- Full name: Holy Bible: Easy-to-Read Version
- Abbreviation: ERV
- Language: English
- Complete Bible published: 1987
- Copyright: Copyright by World Bible Translation Center
- Genesis 1:1–3 God made the sky and earth. At first, the earth was completely empty; nothing was on the earth. Darkness covered the ocean, and God’s Spirit moved over the water. Then God said, "Let there be light!" And light began to shine. John 3:16 Yes, God loved the world so much that he gave his only Son.
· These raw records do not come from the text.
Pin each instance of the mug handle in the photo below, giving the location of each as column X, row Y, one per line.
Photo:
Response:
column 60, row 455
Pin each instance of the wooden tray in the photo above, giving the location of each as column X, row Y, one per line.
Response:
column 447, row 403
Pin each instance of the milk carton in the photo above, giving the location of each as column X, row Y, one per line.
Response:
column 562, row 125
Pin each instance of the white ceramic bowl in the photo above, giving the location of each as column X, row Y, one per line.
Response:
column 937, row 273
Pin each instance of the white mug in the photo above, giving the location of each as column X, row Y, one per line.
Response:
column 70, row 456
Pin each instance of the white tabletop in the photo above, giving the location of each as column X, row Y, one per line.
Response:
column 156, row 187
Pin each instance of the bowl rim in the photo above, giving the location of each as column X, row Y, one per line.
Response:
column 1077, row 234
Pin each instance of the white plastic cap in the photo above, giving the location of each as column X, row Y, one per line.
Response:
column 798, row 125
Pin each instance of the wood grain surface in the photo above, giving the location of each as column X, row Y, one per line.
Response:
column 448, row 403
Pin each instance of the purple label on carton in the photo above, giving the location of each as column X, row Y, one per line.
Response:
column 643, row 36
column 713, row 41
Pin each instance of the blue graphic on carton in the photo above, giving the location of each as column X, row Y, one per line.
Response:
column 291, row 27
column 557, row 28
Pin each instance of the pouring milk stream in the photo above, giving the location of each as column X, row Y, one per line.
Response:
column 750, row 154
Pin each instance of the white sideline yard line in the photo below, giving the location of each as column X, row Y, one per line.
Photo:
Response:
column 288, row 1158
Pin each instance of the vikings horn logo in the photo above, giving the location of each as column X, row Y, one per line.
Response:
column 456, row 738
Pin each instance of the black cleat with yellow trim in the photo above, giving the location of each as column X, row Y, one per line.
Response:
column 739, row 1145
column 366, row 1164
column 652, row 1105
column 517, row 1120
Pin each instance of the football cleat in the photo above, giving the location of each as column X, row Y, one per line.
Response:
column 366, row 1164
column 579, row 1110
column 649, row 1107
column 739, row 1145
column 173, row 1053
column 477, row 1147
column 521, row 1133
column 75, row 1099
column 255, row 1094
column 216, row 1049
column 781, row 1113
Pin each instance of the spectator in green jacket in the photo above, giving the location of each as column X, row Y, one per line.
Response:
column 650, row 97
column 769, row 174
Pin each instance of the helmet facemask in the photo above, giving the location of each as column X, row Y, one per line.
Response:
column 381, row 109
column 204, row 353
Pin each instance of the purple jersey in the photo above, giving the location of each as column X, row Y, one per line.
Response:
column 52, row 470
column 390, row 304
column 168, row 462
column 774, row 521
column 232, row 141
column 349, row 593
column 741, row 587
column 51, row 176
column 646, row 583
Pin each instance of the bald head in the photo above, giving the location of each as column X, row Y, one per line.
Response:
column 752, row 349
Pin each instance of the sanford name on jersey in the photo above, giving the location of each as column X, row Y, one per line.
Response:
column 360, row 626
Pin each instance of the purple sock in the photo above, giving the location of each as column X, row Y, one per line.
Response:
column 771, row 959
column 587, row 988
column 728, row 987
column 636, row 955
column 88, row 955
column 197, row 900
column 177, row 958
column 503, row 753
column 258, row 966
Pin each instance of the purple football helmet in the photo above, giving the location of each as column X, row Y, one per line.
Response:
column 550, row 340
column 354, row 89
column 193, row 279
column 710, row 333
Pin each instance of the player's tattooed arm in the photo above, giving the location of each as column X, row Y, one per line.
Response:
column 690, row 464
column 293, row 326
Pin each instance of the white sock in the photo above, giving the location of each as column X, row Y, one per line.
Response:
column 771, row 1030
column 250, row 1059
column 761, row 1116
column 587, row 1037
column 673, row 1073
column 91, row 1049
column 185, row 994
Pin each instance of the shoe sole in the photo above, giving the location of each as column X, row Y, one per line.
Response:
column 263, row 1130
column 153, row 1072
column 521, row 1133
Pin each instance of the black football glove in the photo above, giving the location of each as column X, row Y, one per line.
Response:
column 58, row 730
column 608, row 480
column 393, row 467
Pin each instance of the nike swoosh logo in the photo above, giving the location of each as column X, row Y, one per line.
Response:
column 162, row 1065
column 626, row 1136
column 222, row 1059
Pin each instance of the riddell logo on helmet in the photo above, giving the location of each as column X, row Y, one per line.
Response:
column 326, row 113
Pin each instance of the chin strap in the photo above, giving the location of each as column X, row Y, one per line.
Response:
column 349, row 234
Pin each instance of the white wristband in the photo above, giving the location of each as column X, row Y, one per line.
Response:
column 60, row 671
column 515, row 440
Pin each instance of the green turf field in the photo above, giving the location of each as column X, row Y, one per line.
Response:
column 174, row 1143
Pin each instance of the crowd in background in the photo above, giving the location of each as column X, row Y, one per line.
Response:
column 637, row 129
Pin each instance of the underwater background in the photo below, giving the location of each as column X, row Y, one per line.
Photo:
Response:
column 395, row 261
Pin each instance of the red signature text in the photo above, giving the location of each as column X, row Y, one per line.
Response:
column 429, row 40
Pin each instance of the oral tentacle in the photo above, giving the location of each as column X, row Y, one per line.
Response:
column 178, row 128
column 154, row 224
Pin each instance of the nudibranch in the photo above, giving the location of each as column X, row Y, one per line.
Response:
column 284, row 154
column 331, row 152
God gave his Son so that every person that believes in him would not be lost, but have life forever.

= Easy-to-Read Version =

Version of the Bible

The Holy Bible: Easy-to-Read Version (ERV) is an English translation of the Bible compiled by the World Bible Translation Center. It was originally published as the English Version for the Deaf (EVD) by BakerBooks.

==History==
Some Deaf readers struggle with reading English because of their limited exposure to that language. The World Bible Translation Center (WBTC) decided to do a translation that would make reading the Bible easier for them. The EVD uses simpler vocabulary and shorter sentences to make it more simple to understand. The English Version for the Deaf (EVD), and its second cover, the Easy to Read Version (ERV) were translated by Ervin Bishop (Greek Language Translator), David Stringham (Hebrew Language Translator) and Benton L Dibrell (Deaf Language Specialist, Interpreter, and Translator). The translators used a thought-for-thought or functional equivalence method of translation. It was found to be useful for others who struggle with reading and is often used in prisons and literacy programs.

The ERV uses the Biblia Hebraica Stuttgartensia (1984) as its Old Testament text with some readings from the Dead Sea Scrolls. It also follows the Septuagint, an ancient Greek translation of the Hebrew scriptures, when its readings are considered more accurate. For the New Testament revisions, the ERV uses the United Bible Societies' Greek New Testament (fourth revised edition, 1993) and Nestle-Aland Novum Testamentum Graece (twenty-seventh edition, 1993).

The EVD New Testament was completed and published by Baker Books in 1978. The Old Testament was completed in 1986. The entire compilation of both Old and New Testaments was published as both the 'English Version for the Deaf' and the 'Easy to Read Version' (primarily for individuals for whom English is a second language) in 1987. In 2004, a major revision of the ERV was finished. It used broader vocabulary and greater use of gender-inclusive language. The EVD was left unchanged, so it and the ERV now have different texts. Apps for reading both Bibles are available from the WBTC's website, the full text is available online via various Bible aggregator portals.

==Criticism==
The ERV caused a slight bit of controversy among a small number of lay members of the Churches of Christ (the WBTC is an outreach of the Churches of Christ). Goebel Music wrote a lengthy book critiquing this translation titled "Easy-to-Read Version: Easy to Read or Easy to Mislead?", criticizing the ERV's method of translation, textual basis, and wording of certain passages. Music’s book, in turn, received criticism, as he holds no credentials with which to criticize the translators of the ERV, and seemed to have a lack of awareness regarding the stated purpose of the translators. The critique was not well-received by scholars.